北海道の親戚の家の前の磯で、自ら採ったウニで作ったウニ丼、
岩手の酢漬け食用菊、群馬の干し芋、そして各地の駅弁の味わいとともに、
こうした記憶が自分の底を作っている、と先ず書かれていて。


 さて、クリームパン。昭和40年代半ばのことだから、今ほど多種類の菓子パンはなかった。祖母がうれしそうな顔で買ってくるのは、たいていクリームパンかジャムパンだった。
 兵庫県のとある町。六甲山が見える団地の小部屋で祖母が袋を破り、クリームパンを取りだした。
はじっこをちぎって私にくれ、次をちぎって自分の口に入れる。
すると祖母がこう言ったのだ。
「このクリームパン、きっとクリームが入っていないよ」
「えーっ!」
 まさかそんなはずはないと思った。関西で一番大きな製パン会社のクリームパンなのだ。クリームがかたよって入っているに違いないと私は主張したが、祖母の勘がその先を見越していた。

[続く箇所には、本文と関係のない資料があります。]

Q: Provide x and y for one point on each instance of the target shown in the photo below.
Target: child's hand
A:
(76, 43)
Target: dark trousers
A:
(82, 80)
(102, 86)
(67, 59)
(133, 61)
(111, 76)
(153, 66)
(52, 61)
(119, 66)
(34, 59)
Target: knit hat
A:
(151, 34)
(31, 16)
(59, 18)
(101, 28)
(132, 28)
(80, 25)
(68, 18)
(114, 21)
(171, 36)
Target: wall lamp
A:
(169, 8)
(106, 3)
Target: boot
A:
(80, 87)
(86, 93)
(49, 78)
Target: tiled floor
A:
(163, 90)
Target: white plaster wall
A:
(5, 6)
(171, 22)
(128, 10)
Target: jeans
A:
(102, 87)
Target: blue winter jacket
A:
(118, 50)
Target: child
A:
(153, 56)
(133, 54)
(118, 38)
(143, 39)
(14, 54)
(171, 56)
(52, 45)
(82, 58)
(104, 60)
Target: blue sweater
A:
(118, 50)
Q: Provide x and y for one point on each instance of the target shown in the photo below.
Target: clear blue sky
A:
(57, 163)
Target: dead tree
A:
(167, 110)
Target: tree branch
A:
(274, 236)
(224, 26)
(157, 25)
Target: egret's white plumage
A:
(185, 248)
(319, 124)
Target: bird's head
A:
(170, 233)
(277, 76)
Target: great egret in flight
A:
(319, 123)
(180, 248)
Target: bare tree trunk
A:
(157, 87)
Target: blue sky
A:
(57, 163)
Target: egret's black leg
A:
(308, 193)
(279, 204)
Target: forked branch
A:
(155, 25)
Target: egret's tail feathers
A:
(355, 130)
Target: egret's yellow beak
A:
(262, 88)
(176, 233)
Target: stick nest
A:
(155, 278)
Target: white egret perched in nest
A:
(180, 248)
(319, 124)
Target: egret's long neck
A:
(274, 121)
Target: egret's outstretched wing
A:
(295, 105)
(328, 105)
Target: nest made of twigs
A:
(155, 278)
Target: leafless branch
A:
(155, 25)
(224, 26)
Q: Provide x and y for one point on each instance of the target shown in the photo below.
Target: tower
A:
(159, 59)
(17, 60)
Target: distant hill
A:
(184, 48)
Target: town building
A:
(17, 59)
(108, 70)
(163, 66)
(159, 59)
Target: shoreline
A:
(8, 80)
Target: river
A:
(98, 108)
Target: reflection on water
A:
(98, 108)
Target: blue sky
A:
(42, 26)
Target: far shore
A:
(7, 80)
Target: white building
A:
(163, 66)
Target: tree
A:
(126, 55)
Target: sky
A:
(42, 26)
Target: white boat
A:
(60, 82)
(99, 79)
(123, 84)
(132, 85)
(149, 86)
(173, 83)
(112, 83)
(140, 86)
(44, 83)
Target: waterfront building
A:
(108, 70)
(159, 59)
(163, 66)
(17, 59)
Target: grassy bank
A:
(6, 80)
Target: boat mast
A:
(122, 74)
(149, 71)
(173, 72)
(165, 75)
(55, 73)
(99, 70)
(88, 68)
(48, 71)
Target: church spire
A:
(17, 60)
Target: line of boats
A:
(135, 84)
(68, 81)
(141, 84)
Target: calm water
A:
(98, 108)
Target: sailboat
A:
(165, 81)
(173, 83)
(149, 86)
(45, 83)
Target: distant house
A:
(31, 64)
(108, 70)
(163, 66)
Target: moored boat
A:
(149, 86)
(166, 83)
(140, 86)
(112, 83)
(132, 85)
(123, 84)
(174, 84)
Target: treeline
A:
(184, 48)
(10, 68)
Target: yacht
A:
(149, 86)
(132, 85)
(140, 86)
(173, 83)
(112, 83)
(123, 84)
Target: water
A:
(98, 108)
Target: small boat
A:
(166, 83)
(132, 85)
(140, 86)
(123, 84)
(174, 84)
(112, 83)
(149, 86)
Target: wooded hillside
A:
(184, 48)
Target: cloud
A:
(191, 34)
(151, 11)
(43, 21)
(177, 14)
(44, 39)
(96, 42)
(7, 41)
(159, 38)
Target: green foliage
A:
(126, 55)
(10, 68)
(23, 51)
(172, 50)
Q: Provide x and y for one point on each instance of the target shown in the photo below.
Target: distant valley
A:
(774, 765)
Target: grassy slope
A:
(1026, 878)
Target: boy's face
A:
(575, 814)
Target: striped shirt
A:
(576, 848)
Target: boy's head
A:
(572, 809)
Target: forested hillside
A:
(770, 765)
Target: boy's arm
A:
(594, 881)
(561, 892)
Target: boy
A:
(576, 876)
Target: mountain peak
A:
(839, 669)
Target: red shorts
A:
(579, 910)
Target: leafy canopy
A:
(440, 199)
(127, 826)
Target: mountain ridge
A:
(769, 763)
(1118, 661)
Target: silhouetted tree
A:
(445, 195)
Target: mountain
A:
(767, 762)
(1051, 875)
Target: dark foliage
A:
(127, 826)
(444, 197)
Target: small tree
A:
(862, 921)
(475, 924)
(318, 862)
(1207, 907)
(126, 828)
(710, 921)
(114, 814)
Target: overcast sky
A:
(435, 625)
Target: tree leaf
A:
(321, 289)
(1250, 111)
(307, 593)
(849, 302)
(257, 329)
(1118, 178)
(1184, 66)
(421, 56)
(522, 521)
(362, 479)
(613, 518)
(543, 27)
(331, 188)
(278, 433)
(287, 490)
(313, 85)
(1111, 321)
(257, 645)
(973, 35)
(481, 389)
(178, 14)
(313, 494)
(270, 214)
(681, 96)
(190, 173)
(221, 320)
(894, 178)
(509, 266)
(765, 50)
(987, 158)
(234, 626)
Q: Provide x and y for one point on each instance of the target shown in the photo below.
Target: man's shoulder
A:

お祖母さまはその後もパンをちぎっては助川少年にくれたが、
クリームは一向にその姿を見せず、
とうとう最後までクリームは入っていなかった。
文句を言いにいく?と訊く助川少年にお祖母さまは
「食べたあとでクリームが入ってなかったと言ってもね」と笑ったそうだ。


 ここからは私の想像だが、
「クリームの入っていないクリームパンを食べられたのも、ひとつの味わいだったね」
と祖母は伝えたかったのではないか。
笑顔がそう語っていたように思う。

 家庭に恵まれず育ち、結婚も破局に終わった祖母は、クリームの入っていないクリームパンを食べ続けたような人だった。
だが、これはこれで味わい深いのさと、自分に言い聞かせてきたのかもしれない。
もしもそうなら、その姿勢は私が継いでいる。
勝ち負けではなく、味わうために生きている。


味わうために生きている。

いいなぁと思う。
いい言葉だなぁと。
そんなふうに生きてみたい。

人生の困難も、
奥に隠れた味わいを見つけ出し、
受け入れ、
もひとつ頑張って面白がることも出来たら、
けっこう、人生楽しいかもと思う。

クリームの入っていないクリームパンを食べたことを想像してみる。
食いしん坊の自分だけど、
最後のパンをゴクンと呑み込んだ後、きっと笑っちゃうかな。
こんなこと、そうそう無いよ。
逆にラッキーじゃん! って、 多分大騒ぎするな。